Canopy Growth stock is both "best positioned among Canadian producers to enter the U.S. upon federal legalization," writes TheFly.com, reporting on Bank of America's note Friday morning. It's also a stock with long-term growth potential, argues the bank's analyst. Nevertheless, Canopy's growth rates appear to be "lagging" right now, and so is the company's profitability. In the analyst's opinion, Canopy's promise to achieve positive earnings before interest, taxes, depreciation, and amortization (EBITDA) by the end of its fiscal 2022 (which will end March 31, 2022) are predicated on the company reaching sales targets that it may actually miss.

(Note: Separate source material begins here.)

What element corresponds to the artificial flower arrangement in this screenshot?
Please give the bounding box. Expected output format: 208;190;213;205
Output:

For all of these reasons, BofA feels it can no longer defend its prior $33.88 price target on the stock, nor its former buy rating. So it downgraded Canopy shares to neutral with a $17.50 price target -- barely half the old target. Shares were trading in the $13 to $14 range Friday.
And now here's the really bad news: If Bank of America's analyst feels that Canopy Growth is the best marijuana stock out there, but can't even recommend buying it, what does that imply about all the other marijuana stocks that the analyst feels are inferior to Canopy Growth?
Doesn't it suggest that investors should stay away from the entire cannabis sector?
It might not seem fair to paint the whole industry with a broad brush in this manner. After all, while some cannabis companies -- Sundial Growers (SNDL 6.27%) for example -- are fully as unprofitable as Canopy Growth, others -- like Green Thumb Industries (GTBIF 11.69%) -- are not only profitable, but generating positive free cash flow as well.
Nevertheless, this does appear to be how investors are interpreting the Canopy downgrade. As of 12:10 p.m. Friday, Canopy Growth shares were down by 4.9%, shares of Sundial were down by 2.5%, and Green Thumb Industries was off by 2.3%.
Oh well. No one ever accused investors of being perfectly rational.